Dr Bothwell also said that depending on the success of the data gathered by Chang’e-4, it could lead to a ground-based telescope being installed on the far side of the moon.
The far side can’t be seen from Earth and is popularly called the ‘dark side’ because it is relatively unknown, not because it lacks sunlight.
As the landing is happening on the dark side of the moon it required its own satellite to be able to send information back.
To facilitate communication between controllers on Earth and the Chang’e-4 mission, China launched a relay satellite named Queqiao on 20 May and is now stationed in operational orbit about 40,000 miles beyond the moon.
This will be the primary form of communication between Earth and the spacecraft.
The probe and explorer will use Queqiao to get their findings back to China.
Its descent was also aided by the relay satellite, the Queqiao, or Magpie Bridge.
This is positioned at a place in space called L2, a Langraine point.
A Lagrange point is a spot in space where the combined gravitational forces of two large bodies are equivalent to the centrifugal force of another body.
L2 is a million miles beyond Earth in the opposite direction to the sun and for an object to remain stationary there it depends on a fragile equilibrium between the gravitational pull of the moon, Earth and the Sun.
The far side of the moon – colloquially known as the dark side – actually gets as much light as the near side but always faces away from Earth.
This is because the moon is tidally locked to Earth, rotating at the same rate that it orbits our planet, so the far side – or the ‘dark side’ – is never visible from our planet.
This relatively unexplored region is mountainous and rugged, making a successful landing much harder to achieve.
Beijing is pouring billions into the military-run programme, with hopes of having a crewed space station by 2022, and of eventually sending humans to the moon.
The Chang’e-4 lunar probe mission – named after the moon goddess in Chinese mythology – launched in December 2018 from the southwestern Xichang launch centre.
It is the second Chinese probe to land on the moon, following the Yutu rover mission in 2013.

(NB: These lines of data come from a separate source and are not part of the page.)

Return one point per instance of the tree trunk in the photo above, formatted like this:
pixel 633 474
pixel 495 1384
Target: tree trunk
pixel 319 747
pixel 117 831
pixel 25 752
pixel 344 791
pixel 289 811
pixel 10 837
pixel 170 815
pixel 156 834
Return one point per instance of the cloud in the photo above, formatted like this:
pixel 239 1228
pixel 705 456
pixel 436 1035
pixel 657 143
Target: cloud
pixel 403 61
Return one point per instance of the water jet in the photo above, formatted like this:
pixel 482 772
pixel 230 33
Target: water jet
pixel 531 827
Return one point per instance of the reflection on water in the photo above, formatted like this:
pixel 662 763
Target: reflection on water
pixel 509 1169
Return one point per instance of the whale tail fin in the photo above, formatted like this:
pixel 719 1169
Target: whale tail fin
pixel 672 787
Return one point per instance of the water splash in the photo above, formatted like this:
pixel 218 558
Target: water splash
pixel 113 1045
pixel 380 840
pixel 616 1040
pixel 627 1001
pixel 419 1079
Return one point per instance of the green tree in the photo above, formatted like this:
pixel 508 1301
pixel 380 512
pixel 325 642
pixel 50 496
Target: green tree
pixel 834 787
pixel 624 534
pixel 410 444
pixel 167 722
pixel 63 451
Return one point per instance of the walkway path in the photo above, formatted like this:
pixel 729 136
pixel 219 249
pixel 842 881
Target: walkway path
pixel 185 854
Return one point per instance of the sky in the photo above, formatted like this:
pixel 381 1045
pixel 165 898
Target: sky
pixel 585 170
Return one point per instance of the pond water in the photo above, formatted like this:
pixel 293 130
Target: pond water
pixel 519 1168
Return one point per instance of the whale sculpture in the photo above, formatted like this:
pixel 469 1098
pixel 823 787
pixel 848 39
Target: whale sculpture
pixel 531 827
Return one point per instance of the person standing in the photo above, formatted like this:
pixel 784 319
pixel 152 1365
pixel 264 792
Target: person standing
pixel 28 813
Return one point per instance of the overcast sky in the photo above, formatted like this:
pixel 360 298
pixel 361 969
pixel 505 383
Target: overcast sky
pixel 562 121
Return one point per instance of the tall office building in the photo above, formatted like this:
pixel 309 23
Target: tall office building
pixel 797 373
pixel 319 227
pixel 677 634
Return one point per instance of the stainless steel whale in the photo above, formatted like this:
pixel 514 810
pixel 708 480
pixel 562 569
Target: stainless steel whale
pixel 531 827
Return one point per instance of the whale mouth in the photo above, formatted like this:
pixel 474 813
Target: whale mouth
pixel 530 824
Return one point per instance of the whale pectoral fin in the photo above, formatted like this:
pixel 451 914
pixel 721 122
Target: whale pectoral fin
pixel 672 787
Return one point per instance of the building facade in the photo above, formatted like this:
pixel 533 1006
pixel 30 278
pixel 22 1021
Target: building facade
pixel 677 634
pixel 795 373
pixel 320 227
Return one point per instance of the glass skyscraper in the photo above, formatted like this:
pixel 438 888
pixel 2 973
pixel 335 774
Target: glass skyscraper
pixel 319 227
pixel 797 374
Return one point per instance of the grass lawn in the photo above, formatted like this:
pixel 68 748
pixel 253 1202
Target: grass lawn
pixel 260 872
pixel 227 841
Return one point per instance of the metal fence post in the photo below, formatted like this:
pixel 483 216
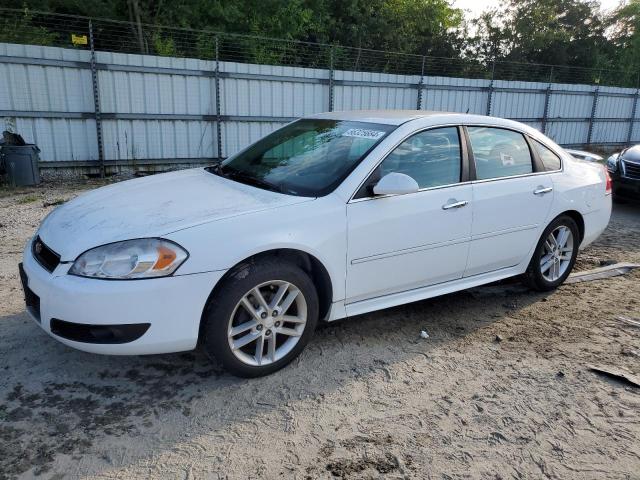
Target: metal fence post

China announced that in honour of this success the rover on-board Chang’e-4 has been named Yutu 2.
Previous spacecraft have seen the far side of the moon, but none has landed on it.
The probe entered lunar orbit ‘to prepare for the first-ever soft landing on the far side of the moon’, the China National Space Administration said at the time.
The tasks of the Chang’e-4 include astronomical observation, surveying the moon’s terrain, landform and mineral composition, and measuring the neutron radiation and neutral atoms to study the environment on the far side of the moon.
Researchers hope the seeds will grow to blossom on the Moon, with the process captured on camera and transmitted to Earth.
China aims to catch up with Russia and the United States to become a major space power by 2030.
It is planning to launch construction of its own manned space station next year and have its own lunar base by 2036.
Dr Bothwell said: ‘The success of the landing and of this mission puts china in a very strong position among other nations.
‘The co-operation between the space agencies is great for science and is a case of humanity working together to understand more about the mysteries and issues of the universe.
‘Possibly the best thing that could happen is another space race similar to the competition between the US and Russia in the 60s and 70s.
‘With ESA, Roscosmos and NASA all taking significant steps and the private space race between SpaceX and other firms hotting up, it could bring about a renaissance in space exploration.’